Son 15 los artículos del proyecto, que en su artículo 2° consigna su esencia, cuando habla de los alcances del derecho a la libertad de conciencia, y explica que ésta es entendida como “el derecho a formar libremente la propia conciencia, religiosa o no”. Palabras más palabras menos, ella implica el libre ejercicio de la objeción por motivos religiosos, éticos, morales e ideológicos, permitiendo que las personas sean eximidas de “aquellas obligaciones jurídicas” y su finalidad es garantizar el principio de la igualdad.

Los menores de edad también tendrán derecho a la objeción de conciencia, dado que, según el proyecto de ley, el recurso podrá ser aplicado en el ámbito educativo “cuando las actividades o programas de enseñanza incluyan aspectos incompatibles con las propias creencias y convicciones”. En estos casos, la responsabilidad de elevar el reparo estará a cargo de los padres o el representante legal del menor.

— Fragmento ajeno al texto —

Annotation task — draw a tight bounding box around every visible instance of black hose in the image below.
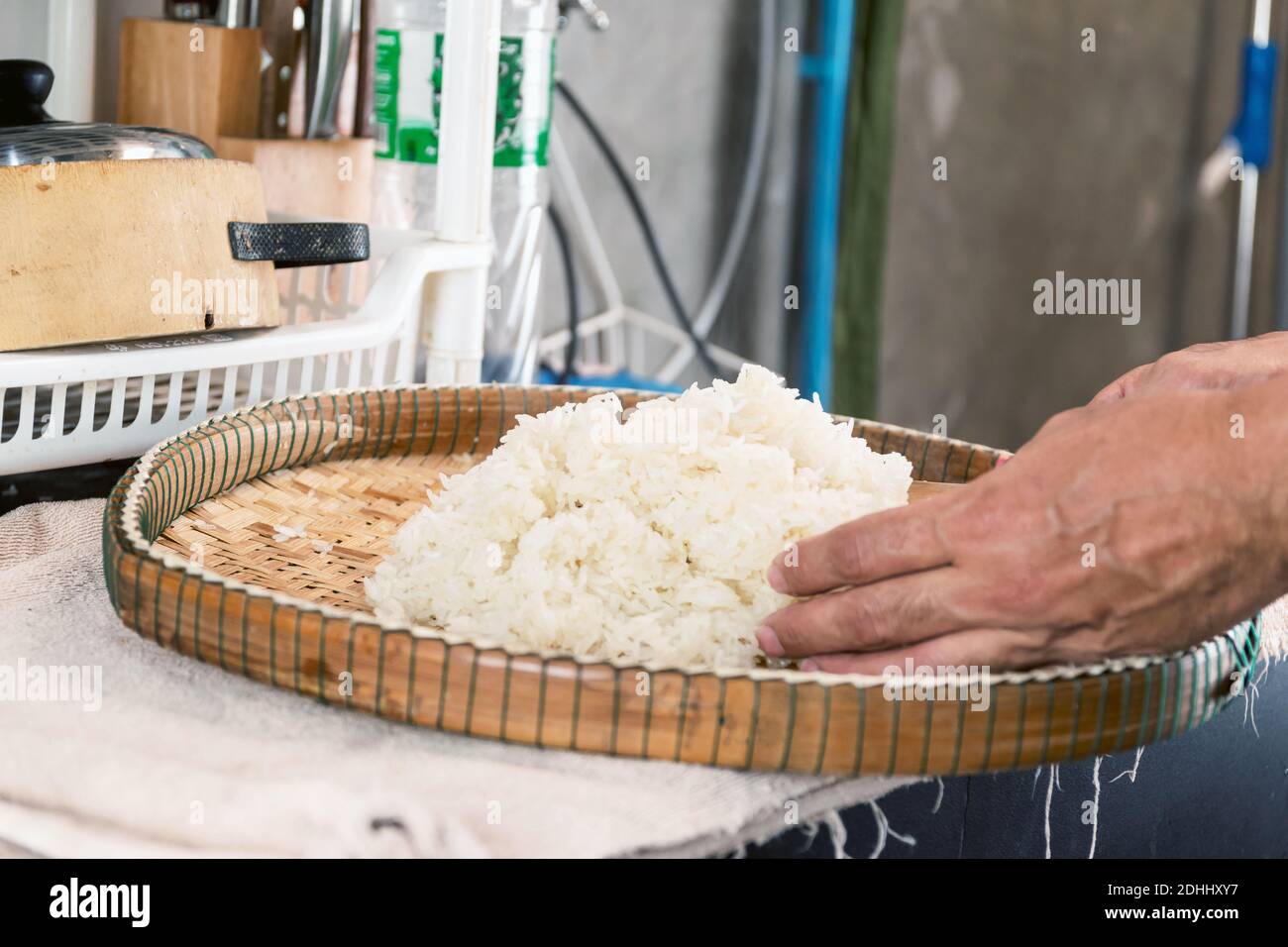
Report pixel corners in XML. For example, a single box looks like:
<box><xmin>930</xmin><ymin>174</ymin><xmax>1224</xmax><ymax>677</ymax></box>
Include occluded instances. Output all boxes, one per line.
<box><xmin>555</xmin><ymin>80</ymin><xmax>720</xmax><ymax>377</ymax></box>
<box><xmin>546</xmin><ymin>205</ymin><xmax>581</xmax><ymax>385</ymax></box>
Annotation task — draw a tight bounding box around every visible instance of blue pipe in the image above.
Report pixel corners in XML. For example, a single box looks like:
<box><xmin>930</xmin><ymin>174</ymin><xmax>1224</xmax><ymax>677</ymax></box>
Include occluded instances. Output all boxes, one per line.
<box><xmin>800</xmin><ymin>0</ymin><xmax>855</xmax><ymax>407</ymax></box>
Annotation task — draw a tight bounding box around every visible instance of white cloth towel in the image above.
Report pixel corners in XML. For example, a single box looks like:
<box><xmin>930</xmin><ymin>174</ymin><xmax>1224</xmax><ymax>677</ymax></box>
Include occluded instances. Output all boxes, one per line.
<box><xmin>0</xmin><ymin>500</ymin><xmax>911</xmax><ymax>857</ymax></box>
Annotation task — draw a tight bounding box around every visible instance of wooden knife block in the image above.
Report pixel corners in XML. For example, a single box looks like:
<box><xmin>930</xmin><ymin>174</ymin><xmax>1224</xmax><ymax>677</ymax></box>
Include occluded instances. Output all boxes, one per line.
<box><xmin>116</xmin><ymin>20</ymin><xmax>261</xmax><ymax>149</ymax></box>
<box><xmin>0</xmin><ymin>158</ymin><xmax>279</xmax><ymax>352</ymax></box>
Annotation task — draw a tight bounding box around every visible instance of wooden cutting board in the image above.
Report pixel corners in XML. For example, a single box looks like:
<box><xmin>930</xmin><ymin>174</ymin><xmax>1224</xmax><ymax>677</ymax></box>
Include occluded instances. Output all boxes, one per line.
<box><xmin>0</xmin><ymin>158</ymin><xmax>278</xmax><ymax>352</ymax></box>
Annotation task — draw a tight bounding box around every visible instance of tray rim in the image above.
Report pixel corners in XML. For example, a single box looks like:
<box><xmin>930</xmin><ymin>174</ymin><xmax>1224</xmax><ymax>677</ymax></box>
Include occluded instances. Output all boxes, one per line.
<box><xmin>104</xmin><ymin>382</ymin><xmax>1261</xmax><ymax>689</ymax></box>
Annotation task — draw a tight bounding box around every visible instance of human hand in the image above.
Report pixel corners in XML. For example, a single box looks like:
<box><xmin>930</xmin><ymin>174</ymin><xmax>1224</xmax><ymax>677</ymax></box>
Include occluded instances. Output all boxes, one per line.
<box><xmin>1091</xmin><ymin>333</ymin><xmax>1288</xmax><ymax>404</ymax></box>
<box><xmin>759</xmin><ymin>378</ymin><xmax>1288</xmax><ymax>674</ymax></box>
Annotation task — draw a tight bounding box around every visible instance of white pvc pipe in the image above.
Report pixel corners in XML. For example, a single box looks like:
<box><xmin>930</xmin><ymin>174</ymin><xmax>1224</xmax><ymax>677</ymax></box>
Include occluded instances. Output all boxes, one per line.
<box><xmin>424</xmin><ymin>0</ymin><xmax>501</xmax><ymax>385</ymax></box>
<box><xmin>46</xmin><ymin>0</ymin><xmax>98</xmax><ymax>121</ymax></box>
<box><xmin>435</xmin><ymin>0</ymin><xmax>501</xmax><ymax>243</ymax></box>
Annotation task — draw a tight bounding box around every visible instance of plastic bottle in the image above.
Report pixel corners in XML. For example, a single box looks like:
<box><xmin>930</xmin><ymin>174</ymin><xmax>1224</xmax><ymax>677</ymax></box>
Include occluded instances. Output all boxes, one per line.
<box><xmin>373</xmin><ymin>0</ymin><xmax>558</xmax><ymax>381</ymax></box>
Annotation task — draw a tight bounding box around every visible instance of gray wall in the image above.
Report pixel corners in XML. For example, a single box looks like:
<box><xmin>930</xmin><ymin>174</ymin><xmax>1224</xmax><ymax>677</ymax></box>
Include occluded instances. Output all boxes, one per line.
<box><xmin>880</xmin><ymin>0</ymin><xmax>1288</xmax><ymax>447</ymax></box>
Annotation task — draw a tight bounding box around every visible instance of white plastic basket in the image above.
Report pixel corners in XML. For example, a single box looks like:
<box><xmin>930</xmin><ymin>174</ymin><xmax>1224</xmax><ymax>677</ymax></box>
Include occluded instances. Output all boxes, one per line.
<box><xmin>0</xmin><ymin>228</ymin><xmax>490</xmax><ymax>475</ymax></box>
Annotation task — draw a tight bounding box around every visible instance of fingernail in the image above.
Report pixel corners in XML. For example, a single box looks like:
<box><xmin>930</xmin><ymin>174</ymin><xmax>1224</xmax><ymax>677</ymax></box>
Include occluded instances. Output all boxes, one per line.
<box><xmin>756</xmin><ymin>625</ymin><xmax>787</xmax><ymax>657</ymax></box>
<box><xmin>765</xmin><ymin>562</ymin><xmax>787</xmax><ymax>592</ymax></box>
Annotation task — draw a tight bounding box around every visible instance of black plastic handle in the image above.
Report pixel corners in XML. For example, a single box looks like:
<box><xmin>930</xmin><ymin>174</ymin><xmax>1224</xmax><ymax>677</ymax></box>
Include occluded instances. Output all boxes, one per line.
<box><xmin>228</xmin><ymin>220</ymin><xmax>371</xmax><ymax>269</ymax></box>
<box><xmin>0</xmin><ymin>59</ymin><xmax>54</xmax><ymax>128</ymax></box>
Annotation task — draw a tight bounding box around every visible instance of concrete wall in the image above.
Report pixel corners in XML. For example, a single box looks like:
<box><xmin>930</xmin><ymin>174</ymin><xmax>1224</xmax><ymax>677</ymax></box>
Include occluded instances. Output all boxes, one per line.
<box><xmin>881</xmin><ymin>0</ymin><xmax>1288</xmax><ymax>447</ymax></box>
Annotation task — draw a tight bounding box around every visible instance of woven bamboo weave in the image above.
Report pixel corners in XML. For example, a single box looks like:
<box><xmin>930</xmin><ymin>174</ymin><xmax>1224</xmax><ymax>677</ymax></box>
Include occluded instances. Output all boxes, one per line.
<box><xmin>103</xmin><ymin>386</ymin><xmax>1259</xmax><ymax>775</ymax></box>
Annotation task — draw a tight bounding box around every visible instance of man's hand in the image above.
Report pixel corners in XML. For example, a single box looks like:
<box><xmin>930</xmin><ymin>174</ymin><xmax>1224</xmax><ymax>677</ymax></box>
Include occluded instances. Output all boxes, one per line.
<box><xmin>1091</xmin><ymin>333</ymin><xmax>1288</xmax><ymax>404</ymax></box>
<box><xmin>759</xmin><ymin>378</ymin><xmax>1288</xmax><ymax>674</ymax></box>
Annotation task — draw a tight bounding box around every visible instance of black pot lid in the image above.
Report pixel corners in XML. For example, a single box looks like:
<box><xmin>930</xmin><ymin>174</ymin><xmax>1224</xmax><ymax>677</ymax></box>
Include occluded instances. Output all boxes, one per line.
<box><xmin>0</xmin><ymin>59</ymin><xmax>215</xmax><ymax>164</ymax></box>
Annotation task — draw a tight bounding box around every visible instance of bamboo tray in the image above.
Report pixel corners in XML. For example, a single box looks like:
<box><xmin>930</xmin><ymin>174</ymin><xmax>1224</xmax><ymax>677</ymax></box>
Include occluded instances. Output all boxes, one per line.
<box><xmin>103</xmin><ymin>386</ymin><xmax>1259</xmax><ymax>776</ymax></box>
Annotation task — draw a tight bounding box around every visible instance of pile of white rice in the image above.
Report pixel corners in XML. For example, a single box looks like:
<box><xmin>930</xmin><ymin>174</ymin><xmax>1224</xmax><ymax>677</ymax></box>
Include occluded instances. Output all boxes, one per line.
<box><xmin>368</xmin><ymin>365</ymin><xmax>912</xmax><ymax>669</ymax></box>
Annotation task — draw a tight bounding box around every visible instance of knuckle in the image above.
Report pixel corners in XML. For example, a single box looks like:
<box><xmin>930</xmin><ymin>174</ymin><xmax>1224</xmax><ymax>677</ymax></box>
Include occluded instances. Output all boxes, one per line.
<box><xmin>832</xmin><ymin>533</ymin><xmax>870</xmax><ymax>579</ymax></box>
<box><xmin>850</xmin><ymin>591</ymin><xmax>896</xmax><ymax>646</ymax></box>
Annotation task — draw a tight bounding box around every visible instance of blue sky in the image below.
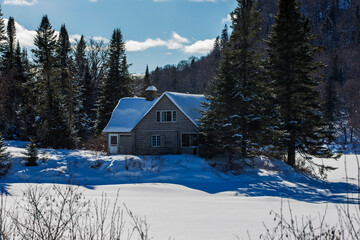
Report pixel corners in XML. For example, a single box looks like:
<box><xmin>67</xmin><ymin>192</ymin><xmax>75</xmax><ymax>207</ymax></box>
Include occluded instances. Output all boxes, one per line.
<box><xmin>2</xmin><ymin>0</ymin><xmax>236</xmax><ymax>73</ymax></box>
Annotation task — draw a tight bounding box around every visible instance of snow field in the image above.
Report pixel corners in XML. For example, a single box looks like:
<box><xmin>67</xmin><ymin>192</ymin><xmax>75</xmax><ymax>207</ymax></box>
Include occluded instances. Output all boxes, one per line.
<box><xmin>2</xmin><ymin>142</ymin><xmax>358</xmax><ymax>240</ymax></box>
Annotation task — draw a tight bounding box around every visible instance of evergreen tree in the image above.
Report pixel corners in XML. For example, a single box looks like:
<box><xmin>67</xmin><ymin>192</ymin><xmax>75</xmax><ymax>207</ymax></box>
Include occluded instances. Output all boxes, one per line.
<box><xmin>0</xmin><ymin>134</ymin><xmax>11</xmax><ymax>173</ymax></box>
<box><xmin>324</xmin><ymin>55</ymin><xmax>339</xmax><ymax>125</ymax></box>
<box><xmin>202</xmin><ymin>0</ymin><xmax>264</xmax><ymax>160</ymax></box>
<box><xmin>15</xmin><ymin>46</ymin><xmax>37</xmax><ymax>141</ymax></box>
<box><xmin>55</xmin><ymin>25</ymin><xmax>77</xmax><ymax>144</ymax></box>
<box><xmin>73</xmin><ymin>36</ymin><xmax>95</xmax><ymax>145</ymax></box>
<box><xmin>2</xmin><ymin>17</ymin><xmax>17</xmax><ymax>129</ymax></box>
<box><xmin>4</xmin><ymin>17</ymin><xmax>16</xmax><ymax>74</ymax></box>
<box><xmin>96</xmin><ymin>29</ymin><xmax>131</xmax><ymax>133</ymax></box>
<box><xmin>210</xmin><ymin>36</ymin><xmax>221</xmax><ymax>63</ymax></box>
<box><xmin>220</xmin><ymin>24</ymin><xmax>229</xmax><ymax>50</ymax></box>
<box><xmin>0</xmin><ymin>6</ymin><xmax>12</xmax><ymax>133</ymax></box>
<box><xmin>24</xmin><ymin>139</ymin><xmax>39</xmax><ymax>167</ymax></box>
<box><xmin>141</xmin><ymin>65</ymin><xmax>152</xmax><ymax>97</ymax></box>
<box><xmin>32</xmin><ymin>15</ymin><xmax>72</xmax><ymax>148</ymax></box>
<box><xmin>200</xmin><ymin>48</ymin><xmax>238</xmax><ymax>163</ymax></box>
<box><xmin>229</xmin><ymin>0</ymin><xmax>265</xmax><ymax>157</ymax></box>
<box><xmin>268</xmin><ymin>0</ymin><xmax>332</xmax><ymax>166</ymax></box>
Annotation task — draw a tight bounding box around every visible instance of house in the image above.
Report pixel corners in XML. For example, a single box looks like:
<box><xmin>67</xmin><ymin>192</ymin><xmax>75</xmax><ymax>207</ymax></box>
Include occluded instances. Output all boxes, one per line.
<box><xmin>103</xmin><ymin>86</ymin><xmax>206</xmax><ymax>155</ymax></box>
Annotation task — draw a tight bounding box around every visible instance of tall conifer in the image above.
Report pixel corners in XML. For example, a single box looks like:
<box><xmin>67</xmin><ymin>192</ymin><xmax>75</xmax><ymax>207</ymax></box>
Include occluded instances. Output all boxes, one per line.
<box><xmin>268</xmin><ymin>0</ymin><xmax>331</xmax><ymax>166</ymax></box>
<box><xmin>96</xmin><ymin>29</ymin><xmax>131</xmax><ymax>133</ymax></box>
<box><xmin>202</xmin><ymin>0</ymin><xmax>264</xmax><ymax>160</ymax></box>
<box><xmin>32</xmin><ymin>15</ymin><xmax>72</xmax><ymax>148</ymax></box>
<box><xmin>141</xmin><ymin>65</ymin><xmax>151</xmax><ymax>97</ymax></box>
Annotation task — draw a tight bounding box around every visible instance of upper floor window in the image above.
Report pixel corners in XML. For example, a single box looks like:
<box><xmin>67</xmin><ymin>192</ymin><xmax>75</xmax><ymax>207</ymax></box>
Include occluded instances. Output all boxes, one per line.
<box><xmin>156</xmin><ymin>110</ymin><xmax>177</xmax><ymax>122</ymax></box>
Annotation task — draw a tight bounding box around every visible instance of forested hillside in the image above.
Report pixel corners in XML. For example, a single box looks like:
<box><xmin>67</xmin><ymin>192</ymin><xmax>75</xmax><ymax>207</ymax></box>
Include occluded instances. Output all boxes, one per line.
<box><xmin>0</xmin><ymin>13</ymin><xmax>133</xmax><ymax>148</ymax></box>
<box><xmin>151</xmin><ymin>0</ymin><xmax>360</xmax><ymax>144</ymax></box>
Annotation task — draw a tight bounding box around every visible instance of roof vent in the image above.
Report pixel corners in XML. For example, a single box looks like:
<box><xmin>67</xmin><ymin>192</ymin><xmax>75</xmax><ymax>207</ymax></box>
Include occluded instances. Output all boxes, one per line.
<box><xmin>145</xmin><ymin>86</ymin><xmax>157</xmax><ymax>101</ymax></box>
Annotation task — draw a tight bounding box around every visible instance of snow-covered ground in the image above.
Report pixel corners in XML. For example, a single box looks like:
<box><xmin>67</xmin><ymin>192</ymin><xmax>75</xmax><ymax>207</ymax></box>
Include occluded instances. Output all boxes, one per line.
<box><xmin>1</xmin><ymin>141</ymin><xmax>359</xmax><ymax>240</ymax></box>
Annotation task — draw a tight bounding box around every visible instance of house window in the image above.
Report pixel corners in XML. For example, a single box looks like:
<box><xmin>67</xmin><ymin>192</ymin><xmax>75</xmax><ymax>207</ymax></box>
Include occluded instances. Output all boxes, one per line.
<box><xmin>110</xmin><ymin>136</ymin><xmax>117</xmax><ymax>145</ymax></box>
<box><xmin>181</xmin><ymin>133</ymin><xmax>198</xmax><ymax>148</ymax></box>
<box><xmin>156</xmin><ymin>110</ymin><xmax>177</xmax><ymax>123</ymax></box>
<box><xmin>151</xmin><ymin>136</ymin><xmax>160</xmax><ymax>147</ymax></box>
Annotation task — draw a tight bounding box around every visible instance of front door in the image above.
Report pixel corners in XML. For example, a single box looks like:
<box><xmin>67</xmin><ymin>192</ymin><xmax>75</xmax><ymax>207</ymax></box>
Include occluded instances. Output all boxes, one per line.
<box><xmin>109</xmin><ymin>134</ymin><xmax>119</xmax><ymax>154</ymax></box>
<box><xmin>119</xmin><ymin>135</ymin><xmax>132</xmax><ymax>154</ymax></box>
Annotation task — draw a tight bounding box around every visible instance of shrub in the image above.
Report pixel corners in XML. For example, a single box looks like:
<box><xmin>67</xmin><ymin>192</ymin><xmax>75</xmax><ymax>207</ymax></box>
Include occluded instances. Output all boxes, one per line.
<box><xmin>0</xmin><ymin>134</ymin><xmax>11</xmax><ymax>176</ymax></box>
<box><xmin>24</xmin><ymin>139</ymin><xmax>39</xmax><ymax>167</ymax></box>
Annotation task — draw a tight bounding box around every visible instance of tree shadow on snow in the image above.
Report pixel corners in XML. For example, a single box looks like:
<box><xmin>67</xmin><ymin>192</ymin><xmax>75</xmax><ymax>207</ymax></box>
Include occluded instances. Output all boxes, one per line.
<box><xmin>176</xmin><ymin>171</ymin><xmax>360</xmax><ymax>204</ymax></box>
<box><xmin>0</xmin><ymin>183</ymin><xmax>10</xmax><ymax>196</ymax></box>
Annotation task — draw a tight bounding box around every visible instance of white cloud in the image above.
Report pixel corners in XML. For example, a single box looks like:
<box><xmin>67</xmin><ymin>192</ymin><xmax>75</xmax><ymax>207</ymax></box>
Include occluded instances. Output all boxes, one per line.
<box><xmin>184</xmin><ymin>39</ymin><xmax>215</xmax><ymax>54</ymax></box>
<box><xmin>221</xmin><ymin>14</ymin><xmax>231</xmax><ymax>24</ymax></box>
<box><xmin>125</xmin><ymin>38</ymin><xmax>166</xmax><ymax>52</ymax></box>
<box><xmin>126</xmin><ymin>32</ymin><xmax>189</xmax><ymax>52</ymax></box>
<box><xmin>91</xmin><ymin>36</ymin><xmax>110</xmax><ymax>43</ymax></box>
<box><xmin>4</xmin><ymin>19</ymin><xmax>214</xmax><ymax>54</ymax></box>
<box><xmin>69</xmin><ymin>34</ymin><xmax>81</xmax><ymax>44</ymax></box>
<box><xmin>3</xmin><ymin>0</ymin><xmax>38</xmax><ymax>6</ymax></box>
<box><xmin>4</xmin><ymin>19</ymin><xmax>36</xmax><ymax>47</ymax></box>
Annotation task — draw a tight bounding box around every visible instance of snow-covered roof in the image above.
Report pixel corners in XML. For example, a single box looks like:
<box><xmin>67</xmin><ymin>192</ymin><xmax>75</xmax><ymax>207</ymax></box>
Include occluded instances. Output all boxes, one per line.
<box><xmin>145</xmin><ymin>86</ymin><xmax>157</xmax><ymax>91</ymax></box>
<box><xmin>103</xmin><ymin>97</ymin><xmax>157</xmax><ymax>133</ymax></box>
<box><xmin>165</xmin><ymin>92</ymin><xmax>206</xmax><ymax>126</ymax></box>
<box><xmin>103</xmin><ymin>92</ymin><xmax>206</xmax><ymax>133</ymax></box>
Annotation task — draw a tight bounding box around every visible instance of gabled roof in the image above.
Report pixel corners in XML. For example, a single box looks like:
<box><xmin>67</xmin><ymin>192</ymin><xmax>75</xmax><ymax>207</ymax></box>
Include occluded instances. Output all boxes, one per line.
<box><xmin>165</xmin><ymin>92</ymin><xmax>206</xmax><ymax>127</ymax></box>
<box><xmin>103</xmin><ymin>98</ymin><xmax>157</xmax><ymax>133</ymax></box>
<box><xmin>103</xmin><ymin>92</ymin><xmax>206</xmax><ymax>133</ymax></box>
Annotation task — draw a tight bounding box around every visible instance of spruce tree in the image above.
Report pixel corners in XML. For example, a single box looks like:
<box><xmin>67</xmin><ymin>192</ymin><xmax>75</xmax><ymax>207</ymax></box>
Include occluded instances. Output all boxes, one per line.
<box><xmin>96</xmin><ymin>29</ymin><xmax>131</xmax><ymax>133</ymax></box>
<box><xmin>0</xmin><ymin>5</ymin><xmax>13</xmax><ymax>134</ymax></box>
<box><xmin>141</xmin><ymin>65</ymin><xmax>152</xmax><ymax>97</ymax></box>
<box><xmin>324</xmin><ymin>55</ymin><xmax>340</xmax><ymax>126</ymax></box>
<box><xmin>0</xmin><ymin>133</ymin><xmax>11</xmax><ymax>176</ymax></box>
<box><xmin>229</xmin><ymin>0</ymin><xmax>265</xmax><ymax>157</ymax></box>
<box><xmin>24</xmin><ymin>139</ymin><xmax>39</xmax><ymax>167</ymax></box>
<box><xmin>202</xmin><ymin>0</ymin><xmax>264</xmax><ymax>160</ymax></box>
<box><xmin>32</xmin><ymin>15</ymin><xmax>72</xmax><ymax>148</ymax></box>
<box><xmin>2</xmin><ymin>17</ymin><xmax>17</xmax><ymax>127</ymax></box>
<box><xmin>220</xmin><ymin>24</ymin><xmax>229</xmax><ymax>49</ymax></box>
<box><xmin>73</xmin><ymin>36</ymin><xmax>95</xmax><ymax>146</ymax></box>
<box><xmin>15</xmin><ymin>46</ymin><xmax>37</xmax><ymax>141</ymax></box>
<box><xmin>200</xmin><ymin>48</ymin><xmax>239</xmax><ymax>163</ymax></box>
<box><xmin>268</xmin><ymin>0</ymin><xmax>332</xmax><ymax>166</ymax></box>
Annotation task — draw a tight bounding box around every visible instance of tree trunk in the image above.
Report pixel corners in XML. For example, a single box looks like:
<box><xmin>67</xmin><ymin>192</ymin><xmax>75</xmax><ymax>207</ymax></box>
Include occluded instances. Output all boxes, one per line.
<box><xmin>288</xmin><ymin>136</ymin><xmax>296</xmax><ymax>167</ymax></box>
<box><xmin>241</xmin><ymin>138</ymin><xmax>247</xmax><ymax>158</ymax></box>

Las únicas excepciones que podrán ser invocadas para negar el derecho ciudadano son: seguridad pública, protección del orden público, de salud o de la moral pública, o la protección de los derechos y libertades de un tercero. La objeción deberá ser presentada de forma escrita ante la autoridad que haya impartido la orden de la cual se discrepe, así como también podrá ser elevada a litigio mediante tutela.

Los principales casos que el proyecto establece como situaciones proclives a ser objetadas son: la prestación del servicio militar, obligaciones profesionales del ámbito médico o relativo a la salud; obligaciones civiles o laborales como el juramento, el rendir homenaje a los símbolos patrios y el derecho a ausentarse de los días laborales que sean ceremoniales en las creencias propias.

Por ahora, este es sólo el boceto de una iniciativa que pronto arrancará trámite en el Congreso. Y aunque son 30 los legisladores que la avalan, todos de diferentes tendencias ideológicas, convicciones políticas y creencias religiosas, falta ver qué tanta acogida tiene no sólo en el Capitolio, sino también en el Ejecutivo.